Reporter: Benedicta Prima | Editor: Barratut Taqiyyah Rafie
KONTAN.CO.ID - JAKARTA. Pada akhir pekan lalu, Jumat (4/9/2020), Indeks Harga Saham Gabungan (IHSG) ditutup melemah sebesar 0,78% atau 40,96 poin ke 5.239,85. Jika ditotal, dalam sepekan, IHSG sudah merosot 2%.
Direktur Anugerah Mega Investama memperkirakan, IHSG bergerak dengan support di level 5.188 sampai 5.059 dan resistance di level 5.337 sampai 5.381 dalam sepekan mendatang. Dia menambahkan, pasar saham masih berpeluang konsolidasi melemah akibat koreksi pada pasar saham dunia akibat koreksi saham teknologi.

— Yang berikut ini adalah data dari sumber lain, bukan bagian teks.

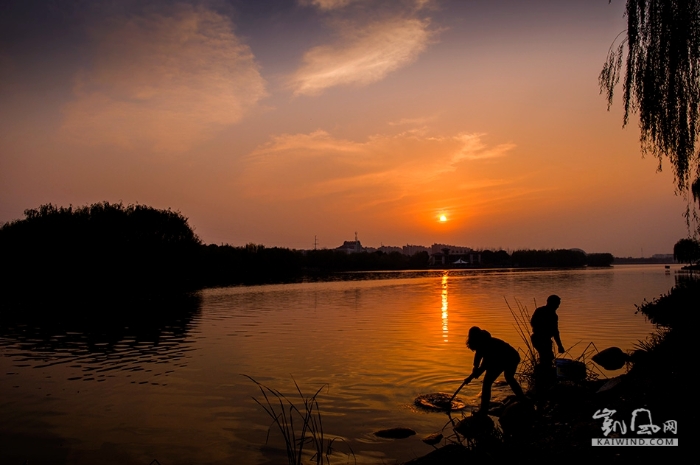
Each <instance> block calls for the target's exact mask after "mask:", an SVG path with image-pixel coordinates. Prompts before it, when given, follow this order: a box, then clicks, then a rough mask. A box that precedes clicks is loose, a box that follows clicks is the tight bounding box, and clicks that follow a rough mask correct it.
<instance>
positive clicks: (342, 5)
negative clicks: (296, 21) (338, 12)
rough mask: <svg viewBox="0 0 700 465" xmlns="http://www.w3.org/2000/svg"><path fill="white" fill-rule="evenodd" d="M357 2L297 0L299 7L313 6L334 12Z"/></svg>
mask: <svg viewBox="0 0 700 465" xmlns="http://www.w3.org/2000/svg"><path fill="white" fill-rule="evenodd" d="M356 1H358V0H299V3H300V4H301V5H310V6H315V7H316V8H318V9H320V10H335V9H338V8H343V7H345V6H347V5H349V4H350V3H352V2H356Z"/></svg>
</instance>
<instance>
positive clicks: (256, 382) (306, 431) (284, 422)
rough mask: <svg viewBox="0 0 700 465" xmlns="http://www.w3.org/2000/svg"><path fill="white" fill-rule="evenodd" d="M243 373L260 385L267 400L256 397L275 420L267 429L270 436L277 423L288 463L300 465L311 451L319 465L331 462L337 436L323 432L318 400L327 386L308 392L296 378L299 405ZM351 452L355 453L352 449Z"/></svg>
mask: <svg viewBox="0 0 700 465" xmlns="http://www.w3.org/2000/svg"><path fill="white" fill-rule="evenodd" d="M243 376H245V377H246V378H248V379H250V380H251V381H252V382H254V383H255V384H257V386H258V388H260V393H261V394H262V396H263V399H264V400H263V401H261V400H258V399H256V398H253V400H254V401H255V402H256V403H257V404H258V405H259V406H260V407H262V408H263V410H265V413H267V414H268V416H269V417H270V418H272V424H271V425H270V428H269V429H268V431H267V440H269V438H270V429H272V428H273V427H274V426H276V427H277V430H278V431H279V432H280V434H281V435H282V438H283V439H284V443H285V448H286V453H287V461H288V463H289V465H301V463H302V458H303V457H308V456H309V455H310V460H311V461H312V462H315V463H316V465H324V464H330V455H331V453H332V452H333V443H334V442H335V439H330V440H328V439H326V438H325V436H324V432H323V421H322V418H321V411H320V409H319V406H318V401H317V400H316V398H317V397H318V395H319V394H320V392H321V390H323V388H324V387H325V386H321V387H320V388H318V390H317V391H316V392H315V393H314V394H313V395H311V396H306V395H304V394H303V393H302V392H301V389H300V388H299V385H298V384H297V382H296V381H294V387H295V388H296V391H297V393H298V394H299V399H300V401H301V402H300V403H299V404H298V405H299V407H297V404H295V403H294V402H292V401H291V400H290V399H289V398H288V397H287V396H285V395H284V394H282V393H281V392H280V391H278V390H277V389H272V388H270V387H267V386H265V385H264V384H261V383H259V382H257V381H256V380H255V379H253V378H252V377H250V376H248V375H243ZM267 440H266V443H267ZM307 446H308V447H307ZM306 451H310V452H306ZM350 453H351V454H352V455H353V456H354V454H353V453H352V449H351V450H350Z"/></svg>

Hal ini ditambah sentimen negatif dari tambah kasus pandemi Covid-19 belum pasti kapan berakhir, prospek ekonomi masih suram serta rumor revisi Undang-undang Bank Indonesia. "Mengubah pondasi sektor keuangan ketika badai krisis pandemi Covid-19 belum berakhir menimbulkan sentimen negatif bagi pasar keuangan," ujar Hans dalam riset, Minggu (6/9).
Berikut delapan sentimen yang perlu dicermati:
1. Aksi jual saham teknologi global akibat kekhawatiran valuasi yang terlalu tinggi membuat pasar saham tertekan turun. Indeks Nasdaq telah naik lebih dari 80% sejak posisi terendah Maret 2020, sedangkan indeks S&P 500 dan Dow Jones juga telah naik lebih dari 60 %. Bulan Agustus Indeks Nasdaq naik 9,6% dan merupakan kinerja bulanan terbaik sejak tahun 2000. Sedangkan S&P 500 naik 7,6% dan Dow 7 % selama bulan Agustus. Ini merupakan kinerja 30 tahun terbaik untuk kedua indeks.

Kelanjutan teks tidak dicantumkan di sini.